Object Relational Mapping promise to let us manipulate data using objects, standard coding paradigms and good old loops. The problem is they rarely deliver.

When I just started writing Rails I implemented a simple chat web service. It had a nice UI and worked well in my tests, but just a few hours after moving to production it became impossible to work with, all due to using ActiveRecord the wrong way.

ORM Anti Pattern: N+1 Queries

The main reason my chat failed was treating SQL query results like normal objects. Consider the following snippet:

messages = current_chat_room.messages
render json: {
  messages: messages.map do |msg|
      from: msg.sender.name,
      text: msg.text
  end
}

It creates an array of message objects each with a from and text fields. But to get the from field I used msg.sender.name. If msg.sender is also an ActiveRecord with a name field, then rendering message requires an extra DB query. The more messages we have the more queries we need, and this gets slow quicker than you think.

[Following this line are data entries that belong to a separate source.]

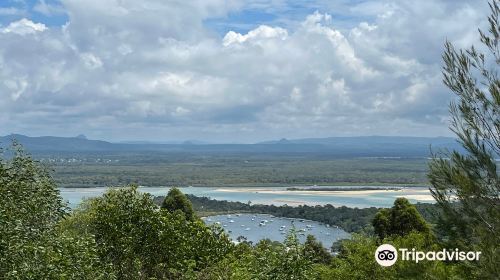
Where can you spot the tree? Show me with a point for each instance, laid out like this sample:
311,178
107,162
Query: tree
177,201
401,219
466,186
32,246
315,252
142,242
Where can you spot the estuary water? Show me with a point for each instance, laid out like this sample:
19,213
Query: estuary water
261,226
278,195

That same bug is harder to notice the fatter your models become. Consider a little convenience method in Message class:

class Message < ActiveRecord::Base
    def sender_name
        sender&.name || 'User'
    end
end

Previously we could conclude from the dot operator that something's wrong in the query, but now we have no way to know if sender_name is really an attribute in Message or its own model.

Fixing (and avoiding) The Issue

Fixing an N+1 problem once you find it is not that hard. Just use a join to collect all the fields you need in one query:

messages = current_chat_room.messages.joins(:sender).select('
  messages.id as id,
  messages.text as text,
  senders.name as sender_name
')

render json: { messages: messages }

Avoiding the problem requires some discipline: Don't use map with active records (or any ORM result object for that matter). Instead use joins and select to create the data in the format you need it on the initial query.

Aggregating Data

On some occasions you may need additional queries to collect all the data required. Consider a blog post that belongs to multiple categories. The tables are posts, categories and categories_posts. This aggregated query is not a good idea if you want to list your posts for the index page:

posts = Post.joins(:categories).select('
    posts.title,
    posts.text,
    categories.name,
    posts.published_at
').order(published_at: :desc)

Because posts belonging to multiple categories will appear multiple times in the query result.

Another bad idea is to iterate the over posts and collect the categories in a loop. This brings us back to the old N+1 problem and won't survive the real world.

The correct solution here would be to let the database do the aggregation by building a better query. Here's how a postgresql query would look like:

posts = Post.joins(:categories).select('
        posts.title,
        posts.text,
        array_agg(categories.id)')
        posts.published_at
    ').
    group('posts.id').
    order(published_at: :desc)

The result relation will have just one item per post and its array_agg field contains an array of all category ids.

TL;DR

ORMs provide us with a friendly interface to manipulate SQL data objects as if they were code. Unfortunately they're not code and using that interface too often results in poor performance.

By limiting what we do with the query objects of the ORM we can keep using it and stay relatively safe.